In the pic to the right, I show some micrographs of another biocompatible composite material, only this time the reinforcement rather than being glass or carbon or graphene, is a ceramic. These pics are of a bioplastic reinforced with calcium citrate for use in orthopedic medicine. These materials are starting to overtake the traditional metal (mostly titanium) inserts for hip and knee joints for a number of reasons. First, the stiffness and strength of these materials more closely matches the native bone. This is especially true when the implant has some hollow pockets like you see in the lower picture to the right. This structure is a good mimic of cancellous bone – the porous sponge like structure that makes up the interior of your bones and makes them light weight. Metals are extremely difficult to make into these spongy structures, whereas by using porous plastics reinforced with calcium citrate crystals researchers have been able to make a pretty good match to natural bone.

Another very clear benefit to these materials is that they have a similar x-ray and ultrasonic density as natural bone, so when these patients come in after their implant has been in for long enough that the bone has healed a bit around the implant, the surgeon can see how well the bone healing is coming, because the implant is about the same brightness on an x-ray as the bone is. With a metal implant, the metal in the image is so bright that it has a tendency to wash out the fine detail of the bone at the interface between bone and implant.

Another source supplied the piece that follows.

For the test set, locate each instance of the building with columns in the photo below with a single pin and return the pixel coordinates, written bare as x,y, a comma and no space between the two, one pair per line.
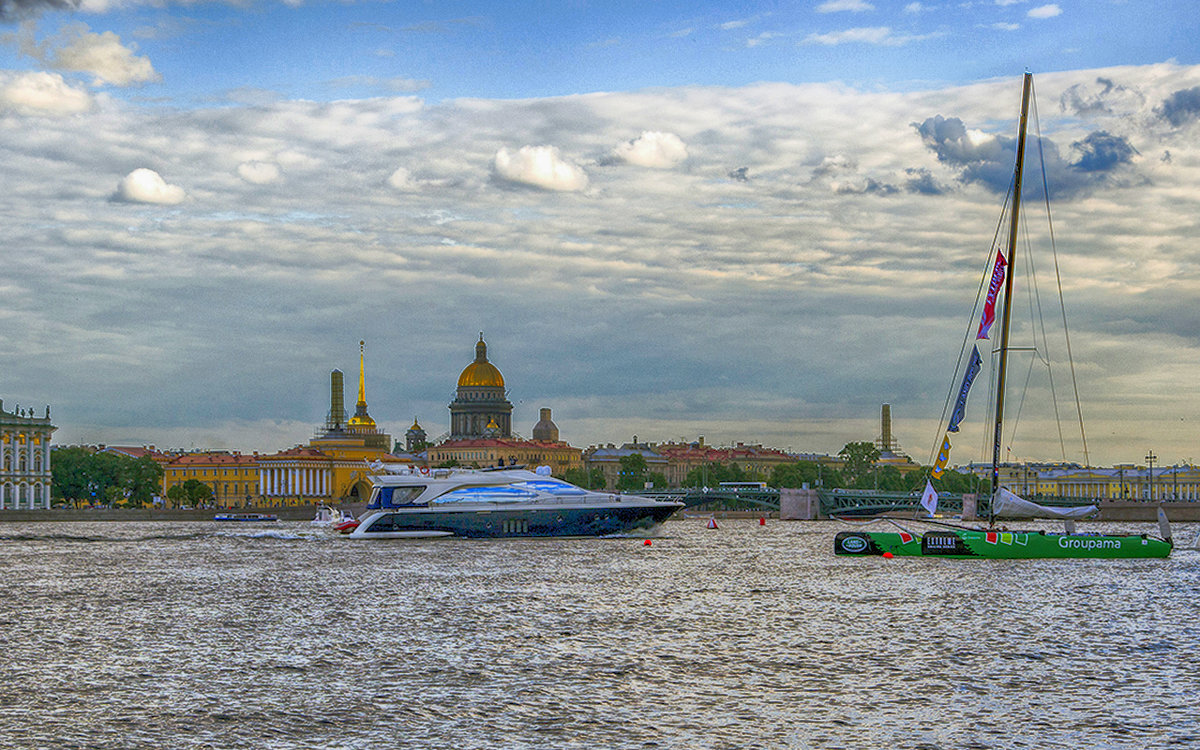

Finally, what does a neurosurgeon do when they have to take away a large part of someone’s skull, or if that skull bone is damaged so much that it needs to be replaced with something. That something is increasingly a composite material. There are bio-based glass fiber reinforced plastics that can be molded into very complex shapes and that will not be rejected by the body when implanted. Facial reconstruction happens this way as well, where the surgeon can implant a custom made piece of this material that not only matches the bone but that the bone will knit with quite well.

Implantable medical devices have come quite a long way in the last 10 to 15 years, and composite materials have enabled most of the progress in this very important field of medicine. There are literally thousands of people walking around with these implants in them, living quite ordinary lives because of these advancements in medical technology.